Sunday, October 19, 2014

Rock Bottom

Looking back at the last couple years for Alan, I see a whole bunch of accomplishments and disappointments. From my vantage, I saw good grades, good friends, keeping appointments, and a strong effort to do the good thing. I also saw difficulty keeping on top of responsibilities, trouble sticking with a job, and too many times saying "f--- it," which inevitably led to trouble -- my bike getting stolen, an OWI mostly from being a smartass to a park ranger, blacking out in a stairwell. His life was a lot of ups and downs, but there were so many ups, and I was so proud of him.

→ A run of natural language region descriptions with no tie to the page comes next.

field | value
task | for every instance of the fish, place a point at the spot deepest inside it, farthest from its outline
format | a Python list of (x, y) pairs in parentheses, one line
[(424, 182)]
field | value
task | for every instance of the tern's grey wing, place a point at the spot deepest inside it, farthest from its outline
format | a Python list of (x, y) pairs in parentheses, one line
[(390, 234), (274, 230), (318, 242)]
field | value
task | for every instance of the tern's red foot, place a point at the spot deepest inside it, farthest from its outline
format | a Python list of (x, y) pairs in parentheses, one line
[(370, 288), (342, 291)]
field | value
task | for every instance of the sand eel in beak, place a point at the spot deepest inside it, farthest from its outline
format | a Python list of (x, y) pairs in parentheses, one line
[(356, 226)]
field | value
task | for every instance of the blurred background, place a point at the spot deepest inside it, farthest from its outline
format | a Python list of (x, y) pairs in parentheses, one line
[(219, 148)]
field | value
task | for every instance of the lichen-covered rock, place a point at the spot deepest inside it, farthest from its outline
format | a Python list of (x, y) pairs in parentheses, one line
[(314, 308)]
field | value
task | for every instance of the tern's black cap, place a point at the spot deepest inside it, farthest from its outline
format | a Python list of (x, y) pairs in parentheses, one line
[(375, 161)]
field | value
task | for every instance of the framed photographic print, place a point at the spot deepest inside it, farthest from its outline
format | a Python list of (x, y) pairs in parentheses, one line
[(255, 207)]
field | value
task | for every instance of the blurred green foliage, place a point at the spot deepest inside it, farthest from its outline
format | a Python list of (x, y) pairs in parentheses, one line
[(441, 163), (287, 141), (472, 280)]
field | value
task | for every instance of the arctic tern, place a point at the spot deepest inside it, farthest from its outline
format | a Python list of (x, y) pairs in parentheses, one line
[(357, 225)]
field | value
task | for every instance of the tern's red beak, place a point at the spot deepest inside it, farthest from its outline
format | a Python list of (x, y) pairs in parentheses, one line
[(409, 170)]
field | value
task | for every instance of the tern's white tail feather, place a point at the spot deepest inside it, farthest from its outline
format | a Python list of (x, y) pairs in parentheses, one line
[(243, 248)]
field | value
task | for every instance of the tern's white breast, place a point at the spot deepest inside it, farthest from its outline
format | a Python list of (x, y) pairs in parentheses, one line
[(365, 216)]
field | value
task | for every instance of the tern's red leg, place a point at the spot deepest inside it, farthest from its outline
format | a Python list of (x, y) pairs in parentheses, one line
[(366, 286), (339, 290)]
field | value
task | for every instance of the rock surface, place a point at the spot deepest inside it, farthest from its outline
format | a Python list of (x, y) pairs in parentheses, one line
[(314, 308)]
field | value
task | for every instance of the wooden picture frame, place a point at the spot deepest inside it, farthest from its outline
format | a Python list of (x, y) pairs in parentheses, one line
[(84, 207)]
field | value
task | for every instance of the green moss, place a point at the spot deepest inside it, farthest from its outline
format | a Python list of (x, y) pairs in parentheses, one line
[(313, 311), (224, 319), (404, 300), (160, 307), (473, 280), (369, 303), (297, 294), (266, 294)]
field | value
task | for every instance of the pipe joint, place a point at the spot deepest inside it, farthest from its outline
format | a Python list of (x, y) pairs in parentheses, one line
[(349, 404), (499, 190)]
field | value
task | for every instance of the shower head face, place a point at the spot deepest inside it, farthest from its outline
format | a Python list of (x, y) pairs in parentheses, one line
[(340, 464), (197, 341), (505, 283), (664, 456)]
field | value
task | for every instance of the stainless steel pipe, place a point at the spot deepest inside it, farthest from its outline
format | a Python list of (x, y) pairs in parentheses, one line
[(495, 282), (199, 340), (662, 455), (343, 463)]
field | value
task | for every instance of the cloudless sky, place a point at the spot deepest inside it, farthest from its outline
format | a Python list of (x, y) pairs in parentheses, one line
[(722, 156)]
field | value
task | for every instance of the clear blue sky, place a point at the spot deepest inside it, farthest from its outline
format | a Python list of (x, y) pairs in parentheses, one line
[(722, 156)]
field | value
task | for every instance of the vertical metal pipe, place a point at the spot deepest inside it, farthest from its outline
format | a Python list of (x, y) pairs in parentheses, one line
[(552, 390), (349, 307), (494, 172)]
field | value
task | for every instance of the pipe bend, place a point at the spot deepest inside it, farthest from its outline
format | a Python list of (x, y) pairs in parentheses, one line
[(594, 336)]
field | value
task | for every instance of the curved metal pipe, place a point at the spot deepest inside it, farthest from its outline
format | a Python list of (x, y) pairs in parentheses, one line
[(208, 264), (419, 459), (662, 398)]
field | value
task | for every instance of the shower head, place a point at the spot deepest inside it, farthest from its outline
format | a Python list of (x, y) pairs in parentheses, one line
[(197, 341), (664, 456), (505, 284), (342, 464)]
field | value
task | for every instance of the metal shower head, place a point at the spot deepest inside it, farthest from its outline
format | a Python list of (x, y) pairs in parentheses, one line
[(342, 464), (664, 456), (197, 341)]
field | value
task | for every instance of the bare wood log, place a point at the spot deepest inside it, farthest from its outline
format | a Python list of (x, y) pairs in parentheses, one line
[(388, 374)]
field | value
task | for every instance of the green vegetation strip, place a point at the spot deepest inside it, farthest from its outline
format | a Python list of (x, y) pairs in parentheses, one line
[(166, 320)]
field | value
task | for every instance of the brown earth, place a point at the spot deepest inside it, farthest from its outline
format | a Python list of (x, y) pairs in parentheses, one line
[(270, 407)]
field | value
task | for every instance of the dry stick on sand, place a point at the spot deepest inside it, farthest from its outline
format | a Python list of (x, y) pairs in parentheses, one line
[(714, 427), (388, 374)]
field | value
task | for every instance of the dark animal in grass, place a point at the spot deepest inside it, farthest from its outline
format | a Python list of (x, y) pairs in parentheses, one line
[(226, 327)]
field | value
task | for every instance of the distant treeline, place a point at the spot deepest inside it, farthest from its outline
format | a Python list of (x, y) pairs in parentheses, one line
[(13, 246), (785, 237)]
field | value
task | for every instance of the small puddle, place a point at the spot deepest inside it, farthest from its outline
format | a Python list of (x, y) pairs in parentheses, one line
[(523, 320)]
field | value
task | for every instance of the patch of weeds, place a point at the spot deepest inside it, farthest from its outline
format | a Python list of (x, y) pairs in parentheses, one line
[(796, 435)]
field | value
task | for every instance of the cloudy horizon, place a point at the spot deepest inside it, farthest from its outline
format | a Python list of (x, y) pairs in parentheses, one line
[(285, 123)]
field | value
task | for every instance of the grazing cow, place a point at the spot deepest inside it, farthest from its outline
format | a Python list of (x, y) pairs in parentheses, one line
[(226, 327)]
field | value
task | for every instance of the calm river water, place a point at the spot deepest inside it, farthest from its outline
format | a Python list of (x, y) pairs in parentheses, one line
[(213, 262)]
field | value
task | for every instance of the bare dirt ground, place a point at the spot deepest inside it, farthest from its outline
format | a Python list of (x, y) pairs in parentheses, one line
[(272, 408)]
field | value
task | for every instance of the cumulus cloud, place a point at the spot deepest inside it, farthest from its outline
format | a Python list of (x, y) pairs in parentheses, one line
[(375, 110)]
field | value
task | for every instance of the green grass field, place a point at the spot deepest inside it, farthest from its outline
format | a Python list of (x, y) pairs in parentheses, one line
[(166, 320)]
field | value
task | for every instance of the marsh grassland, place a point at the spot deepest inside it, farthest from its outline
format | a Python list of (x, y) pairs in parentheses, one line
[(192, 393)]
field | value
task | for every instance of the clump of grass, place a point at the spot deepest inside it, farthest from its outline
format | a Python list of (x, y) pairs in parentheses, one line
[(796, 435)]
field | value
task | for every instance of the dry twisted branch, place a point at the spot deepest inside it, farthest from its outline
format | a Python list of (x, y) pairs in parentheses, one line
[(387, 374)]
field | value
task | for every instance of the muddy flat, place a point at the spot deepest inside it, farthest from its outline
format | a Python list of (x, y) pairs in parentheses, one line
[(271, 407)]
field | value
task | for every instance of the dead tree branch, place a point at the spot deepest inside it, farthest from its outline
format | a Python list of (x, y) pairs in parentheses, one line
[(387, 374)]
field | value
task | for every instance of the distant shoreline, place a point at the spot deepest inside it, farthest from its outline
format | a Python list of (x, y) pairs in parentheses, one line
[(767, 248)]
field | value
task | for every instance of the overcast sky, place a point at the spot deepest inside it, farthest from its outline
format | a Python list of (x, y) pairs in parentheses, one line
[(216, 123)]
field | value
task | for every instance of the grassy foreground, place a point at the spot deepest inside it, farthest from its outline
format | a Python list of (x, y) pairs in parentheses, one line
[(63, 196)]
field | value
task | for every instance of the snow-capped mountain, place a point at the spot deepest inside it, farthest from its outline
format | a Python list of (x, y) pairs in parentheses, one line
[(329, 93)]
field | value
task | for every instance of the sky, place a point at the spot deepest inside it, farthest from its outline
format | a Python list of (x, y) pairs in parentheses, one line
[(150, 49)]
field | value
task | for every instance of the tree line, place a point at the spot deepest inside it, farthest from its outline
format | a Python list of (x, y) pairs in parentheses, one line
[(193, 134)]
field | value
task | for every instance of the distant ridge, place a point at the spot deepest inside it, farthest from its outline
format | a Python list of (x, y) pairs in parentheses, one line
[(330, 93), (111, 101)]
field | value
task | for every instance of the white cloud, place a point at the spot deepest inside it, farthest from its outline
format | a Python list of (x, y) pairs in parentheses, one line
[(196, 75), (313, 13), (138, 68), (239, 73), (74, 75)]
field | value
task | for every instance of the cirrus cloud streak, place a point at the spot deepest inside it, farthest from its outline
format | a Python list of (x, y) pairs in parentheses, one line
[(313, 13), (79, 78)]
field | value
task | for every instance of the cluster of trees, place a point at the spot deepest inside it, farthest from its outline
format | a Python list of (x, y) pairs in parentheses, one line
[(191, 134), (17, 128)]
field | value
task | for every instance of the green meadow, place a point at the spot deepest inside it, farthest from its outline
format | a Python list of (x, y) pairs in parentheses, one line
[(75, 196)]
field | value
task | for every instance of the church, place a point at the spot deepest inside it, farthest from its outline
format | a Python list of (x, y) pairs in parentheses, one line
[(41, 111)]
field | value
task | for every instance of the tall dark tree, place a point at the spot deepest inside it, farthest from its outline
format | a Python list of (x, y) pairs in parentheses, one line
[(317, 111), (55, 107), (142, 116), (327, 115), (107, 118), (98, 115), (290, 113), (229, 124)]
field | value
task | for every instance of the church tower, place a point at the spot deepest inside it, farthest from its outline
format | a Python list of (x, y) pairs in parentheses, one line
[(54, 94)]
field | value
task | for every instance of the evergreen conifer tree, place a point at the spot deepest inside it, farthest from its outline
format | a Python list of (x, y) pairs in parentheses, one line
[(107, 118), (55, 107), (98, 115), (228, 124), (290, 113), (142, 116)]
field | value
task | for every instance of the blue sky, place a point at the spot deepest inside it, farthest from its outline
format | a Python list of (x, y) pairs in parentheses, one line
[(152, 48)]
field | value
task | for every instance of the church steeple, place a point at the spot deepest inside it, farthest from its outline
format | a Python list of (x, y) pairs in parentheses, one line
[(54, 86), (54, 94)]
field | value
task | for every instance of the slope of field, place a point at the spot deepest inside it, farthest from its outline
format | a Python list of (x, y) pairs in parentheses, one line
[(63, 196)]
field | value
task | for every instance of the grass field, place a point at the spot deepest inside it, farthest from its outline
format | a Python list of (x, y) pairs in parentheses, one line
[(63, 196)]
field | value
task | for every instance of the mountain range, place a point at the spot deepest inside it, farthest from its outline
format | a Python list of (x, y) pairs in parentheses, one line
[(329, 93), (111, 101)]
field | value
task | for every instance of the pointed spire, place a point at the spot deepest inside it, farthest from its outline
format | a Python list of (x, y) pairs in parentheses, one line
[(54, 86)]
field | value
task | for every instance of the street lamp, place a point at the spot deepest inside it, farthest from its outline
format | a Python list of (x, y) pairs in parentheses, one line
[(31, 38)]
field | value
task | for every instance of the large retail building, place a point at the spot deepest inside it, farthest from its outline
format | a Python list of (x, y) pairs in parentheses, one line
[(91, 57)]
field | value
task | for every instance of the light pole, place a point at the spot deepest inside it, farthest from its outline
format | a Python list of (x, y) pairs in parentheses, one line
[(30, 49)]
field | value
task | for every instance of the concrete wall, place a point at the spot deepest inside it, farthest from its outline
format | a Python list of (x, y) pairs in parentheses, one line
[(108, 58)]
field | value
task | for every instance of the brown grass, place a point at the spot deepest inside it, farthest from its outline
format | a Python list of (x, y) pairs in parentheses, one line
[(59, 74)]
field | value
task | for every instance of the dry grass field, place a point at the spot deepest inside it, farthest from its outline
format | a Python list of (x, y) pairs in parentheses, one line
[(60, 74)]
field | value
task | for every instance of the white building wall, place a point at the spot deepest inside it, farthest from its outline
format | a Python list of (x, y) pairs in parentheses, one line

He didn't see things like that. Those accomplishments didn't matter. His experience was that of a burden constantly being on him. The oppressive feeling of responsibility when you don't think you are going to live up to expectation and the fog of melancholy were always there. When he did well, or when he was having a good time, he truly did seem to feel good. It just didn't last; it always faded back into the fog.

He must have felt like he was constantly hitting rock bottom, and when he hit its surface, it would shatter, revealing an even deeper chasm in which to fall. This summer, I thought he had reached the bottom. After his OWI, Mom and Dad briefly moved him into an apartment closer to downtown so he didn't have to find a way to get downtown without a car. I checked on him regularly, but his sleeping schedule was way off, and it was hard. He had quit his job and was looking for work. He was focusing on substance counseling, and we were working on getting him to get mood treatment as well.

One evening, I took him out to dinner, and we listened to his music in the car. I had introduced him to Schubert's Death and the Maiden quartet, and he had put it on his phone. He thanked me for showing him the piece.



He had also discovered Mingus and Moanin'.


I think he said that Jordan had played it for him in New York. I can't imagine he had never heard it before given how many times Uncle Steve and I played and talked jazz with him, but this was an epiphany for him. It spoke to him.

I remember thinking that these two pieces were the sounds of his rock bottom. I thought he had nowhere to go but up, and he seemed to be looking that way. I had no idea how much further he would fall.

1 comment:

  1. Alan tried very, very hard to do his best even when his crippling illness deprived him of carrying on the little chores of daily life without feeling hopeless.He studied hard and tried to work. He delivered sandwiches on a bicycle in blizzard conditions on because he wanted to feel he accomplished something. Even when he could not concentrate because melancholy fogged his brain, he worked so hard to get excellent grades. When he started to have dreams and hopes of going back to New York to work with Isaac, I started having dreams and hopes for him. Darkest karma was always around him because he wanted to help someone worse off than himself, which would pull him away and down. A beautiful, gifted child was consumed by this terrible illness, an illness for which there still is no cure. I miss him with a broken heart.